If Sara was the daughter of Joseph Ngono, the cursed companion of Charles Atangana’s European travels, then the old woman’s tale was unfolding in directions I never could have imagined when I wandered into her courtyard, followed by a troop of adolescents from her neighborhood. And now this revelation of
the chief’s secret political machinations. Like any man with a strong personality, Charles Atangana’s anger knew no bounds. Many times he had rattled the chains of the colonial administration and had had a rival put away: Should I be surprised by this new betrayal of trust?
“So giving you to the sultan was an act of revenge?”
Sara looked at me as if I were a child, no older than the young people from Nsimeyong who were drinking up her tale—that is to say, as if I were an idiot, as if I understood nothing about men. She quietly took a pinch of snuff and asked, ever so quietly, “What do you think?”
I knew she was teasing me, and yet I was reassured by her words. I was even more at ease when, after I told her about finding her father’s name in the American archives, she gave a start and stared at me with that same hungry expression I had seen when I told her my name was Bertha.
“My father?” she asked. “Really?”
“You’ll have to tell me.”
And that was true, for the revelation of her paternity suggested the twisted outlines of a friendship that clearly had ended with her brutal separation from her mother. The next day, Sara began to call me her daughter, or her granddaughter.
“You are my granddaughter,” she said, “don’t you know?”

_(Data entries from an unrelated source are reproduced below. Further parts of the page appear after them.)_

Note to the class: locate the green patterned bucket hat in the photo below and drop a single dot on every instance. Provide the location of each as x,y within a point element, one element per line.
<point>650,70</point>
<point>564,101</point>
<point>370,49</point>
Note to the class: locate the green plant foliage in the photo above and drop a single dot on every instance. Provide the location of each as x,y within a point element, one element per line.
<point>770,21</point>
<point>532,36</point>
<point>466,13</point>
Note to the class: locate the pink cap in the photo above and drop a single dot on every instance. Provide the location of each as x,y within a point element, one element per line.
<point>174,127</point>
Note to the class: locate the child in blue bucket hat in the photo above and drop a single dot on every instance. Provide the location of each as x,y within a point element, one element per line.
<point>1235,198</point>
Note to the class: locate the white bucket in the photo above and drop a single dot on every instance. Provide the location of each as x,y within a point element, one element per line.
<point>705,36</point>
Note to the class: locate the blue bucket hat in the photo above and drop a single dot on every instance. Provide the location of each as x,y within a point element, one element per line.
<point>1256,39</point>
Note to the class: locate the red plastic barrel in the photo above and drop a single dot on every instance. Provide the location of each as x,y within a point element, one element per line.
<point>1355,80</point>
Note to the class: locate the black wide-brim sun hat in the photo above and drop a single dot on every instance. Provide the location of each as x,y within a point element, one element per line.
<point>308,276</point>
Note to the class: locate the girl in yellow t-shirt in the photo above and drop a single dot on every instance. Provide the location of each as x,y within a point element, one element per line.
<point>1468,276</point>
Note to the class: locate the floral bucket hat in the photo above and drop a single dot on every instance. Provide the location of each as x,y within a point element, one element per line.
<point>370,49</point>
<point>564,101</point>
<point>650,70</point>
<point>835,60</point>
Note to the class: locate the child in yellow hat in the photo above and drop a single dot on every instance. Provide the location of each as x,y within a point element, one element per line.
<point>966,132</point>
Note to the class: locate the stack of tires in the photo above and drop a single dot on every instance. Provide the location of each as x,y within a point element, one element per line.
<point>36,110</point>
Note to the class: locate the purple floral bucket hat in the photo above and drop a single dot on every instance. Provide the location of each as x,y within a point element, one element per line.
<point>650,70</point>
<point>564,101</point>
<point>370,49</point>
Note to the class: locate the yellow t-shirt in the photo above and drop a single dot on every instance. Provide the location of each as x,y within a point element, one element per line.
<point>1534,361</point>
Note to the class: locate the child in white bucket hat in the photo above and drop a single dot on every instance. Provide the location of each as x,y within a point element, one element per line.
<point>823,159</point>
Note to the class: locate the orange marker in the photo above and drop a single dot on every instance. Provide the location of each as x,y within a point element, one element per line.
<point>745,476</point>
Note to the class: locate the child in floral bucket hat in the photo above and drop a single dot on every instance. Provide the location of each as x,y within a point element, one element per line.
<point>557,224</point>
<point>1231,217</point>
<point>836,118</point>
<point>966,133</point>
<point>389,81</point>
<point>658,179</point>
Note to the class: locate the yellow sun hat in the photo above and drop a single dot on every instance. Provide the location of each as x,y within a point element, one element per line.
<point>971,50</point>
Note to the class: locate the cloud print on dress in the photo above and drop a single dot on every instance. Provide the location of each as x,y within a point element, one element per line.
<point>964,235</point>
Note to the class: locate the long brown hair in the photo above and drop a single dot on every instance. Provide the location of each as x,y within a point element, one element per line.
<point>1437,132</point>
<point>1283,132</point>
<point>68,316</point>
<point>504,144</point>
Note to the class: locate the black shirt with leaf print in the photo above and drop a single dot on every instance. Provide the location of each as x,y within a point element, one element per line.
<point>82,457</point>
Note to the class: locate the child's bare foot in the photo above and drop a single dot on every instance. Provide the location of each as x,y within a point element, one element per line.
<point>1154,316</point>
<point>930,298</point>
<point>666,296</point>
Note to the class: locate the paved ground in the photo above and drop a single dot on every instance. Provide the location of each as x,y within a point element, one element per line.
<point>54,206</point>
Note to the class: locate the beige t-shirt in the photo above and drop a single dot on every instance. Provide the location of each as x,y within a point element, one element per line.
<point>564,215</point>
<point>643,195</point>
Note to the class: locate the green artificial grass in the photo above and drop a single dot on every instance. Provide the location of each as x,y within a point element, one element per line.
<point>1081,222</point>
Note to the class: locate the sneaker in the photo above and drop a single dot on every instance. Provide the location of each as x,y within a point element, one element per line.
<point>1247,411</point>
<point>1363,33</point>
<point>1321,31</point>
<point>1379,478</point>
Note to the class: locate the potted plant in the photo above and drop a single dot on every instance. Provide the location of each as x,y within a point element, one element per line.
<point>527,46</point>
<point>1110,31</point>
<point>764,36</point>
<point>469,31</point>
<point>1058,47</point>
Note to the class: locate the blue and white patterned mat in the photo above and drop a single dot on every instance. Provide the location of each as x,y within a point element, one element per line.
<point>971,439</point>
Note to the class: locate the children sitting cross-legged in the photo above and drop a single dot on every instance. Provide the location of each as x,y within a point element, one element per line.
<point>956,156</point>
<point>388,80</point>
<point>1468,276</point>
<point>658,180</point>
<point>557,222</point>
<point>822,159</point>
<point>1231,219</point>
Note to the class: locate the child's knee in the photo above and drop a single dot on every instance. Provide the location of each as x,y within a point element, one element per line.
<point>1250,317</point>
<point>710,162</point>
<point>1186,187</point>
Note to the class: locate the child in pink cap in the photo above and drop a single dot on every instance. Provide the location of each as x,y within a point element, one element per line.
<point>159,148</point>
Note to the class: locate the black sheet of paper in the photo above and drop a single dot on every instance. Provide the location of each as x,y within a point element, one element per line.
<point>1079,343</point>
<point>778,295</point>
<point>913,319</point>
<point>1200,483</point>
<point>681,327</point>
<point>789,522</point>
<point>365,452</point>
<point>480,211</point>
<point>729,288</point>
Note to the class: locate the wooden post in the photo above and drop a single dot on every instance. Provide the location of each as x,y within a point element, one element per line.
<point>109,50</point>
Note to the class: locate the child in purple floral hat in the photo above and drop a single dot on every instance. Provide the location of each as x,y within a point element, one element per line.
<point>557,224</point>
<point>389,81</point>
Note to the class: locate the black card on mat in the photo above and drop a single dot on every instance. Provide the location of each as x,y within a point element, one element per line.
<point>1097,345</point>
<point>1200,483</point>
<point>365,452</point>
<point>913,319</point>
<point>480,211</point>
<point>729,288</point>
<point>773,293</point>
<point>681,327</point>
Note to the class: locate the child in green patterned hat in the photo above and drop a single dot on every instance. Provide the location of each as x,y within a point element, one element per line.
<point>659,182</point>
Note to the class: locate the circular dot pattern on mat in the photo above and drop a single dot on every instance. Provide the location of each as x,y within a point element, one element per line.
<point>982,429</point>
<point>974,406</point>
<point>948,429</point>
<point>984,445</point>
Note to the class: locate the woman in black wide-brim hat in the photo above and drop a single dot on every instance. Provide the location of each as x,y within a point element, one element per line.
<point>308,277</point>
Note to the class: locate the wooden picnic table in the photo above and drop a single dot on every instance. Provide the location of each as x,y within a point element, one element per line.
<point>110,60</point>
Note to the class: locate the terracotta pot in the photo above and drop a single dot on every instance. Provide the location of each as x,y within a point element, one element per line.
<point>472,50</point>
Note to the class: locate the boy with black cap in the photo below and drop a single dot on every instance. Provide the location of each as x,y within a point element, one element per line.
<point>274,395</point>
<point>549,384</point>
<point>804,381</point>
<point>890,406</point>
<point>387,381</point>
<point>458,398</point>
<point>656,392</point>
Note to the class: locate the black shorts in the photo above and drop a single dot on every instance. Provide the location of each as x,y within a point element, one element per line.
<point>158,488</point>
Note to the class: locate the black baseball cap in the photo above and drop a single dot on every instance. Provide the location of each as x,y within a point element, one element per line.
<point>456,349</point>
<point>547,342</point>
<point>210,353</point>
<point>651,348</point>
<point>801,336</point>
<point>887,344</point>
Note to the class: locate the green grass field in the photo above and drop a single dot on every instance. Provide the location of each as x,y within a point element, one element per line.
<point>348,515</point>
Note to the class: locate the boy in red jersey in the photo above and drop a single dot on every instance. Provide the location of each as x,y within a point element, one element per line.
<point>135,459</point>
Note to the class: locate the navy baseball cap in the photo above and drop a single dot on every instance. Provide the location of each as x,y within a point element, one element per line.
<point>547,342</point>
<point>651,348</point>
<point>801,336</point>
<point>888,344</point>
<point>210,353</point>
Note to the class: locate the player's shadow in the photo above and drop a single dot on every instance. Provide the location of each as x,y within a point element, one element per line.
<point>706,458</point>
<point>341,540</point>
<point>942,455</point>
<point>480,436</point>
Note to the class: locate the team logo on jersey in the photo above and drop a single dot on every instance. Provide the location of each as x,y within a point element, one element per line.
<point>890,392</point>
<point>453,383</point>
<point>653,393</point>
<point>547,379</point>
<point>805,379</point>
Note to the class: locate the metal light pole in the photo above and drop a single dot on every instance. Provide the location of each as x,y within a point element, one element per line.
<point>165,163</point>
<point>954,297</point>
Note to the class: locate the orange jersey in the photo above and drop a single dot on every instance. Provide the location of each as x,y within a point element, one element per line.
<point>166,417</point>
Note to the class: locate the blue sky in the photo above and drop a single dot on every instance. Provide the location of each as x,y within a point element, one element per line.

I was truly honored to be able to reveal to this fountain something of her own sources, to tell her about the circumstances leading up to her birth: events that had taken place on a continent, Europe, and in a country, Germany, and in a city, Berlin, where Sara never could have set foot. And so she became the eager audience for the story of her own gestation. The beginning is an end, isn’t it? For the moment, however, I had just one brief mention of an enigmatic name in the documents I had found, along with a few notes jotted down in my files. Ah, Sara was far enough removed from the story of Joseph Ngono that she could wait, like a child eager to hear an amazing epic tale. But what about me?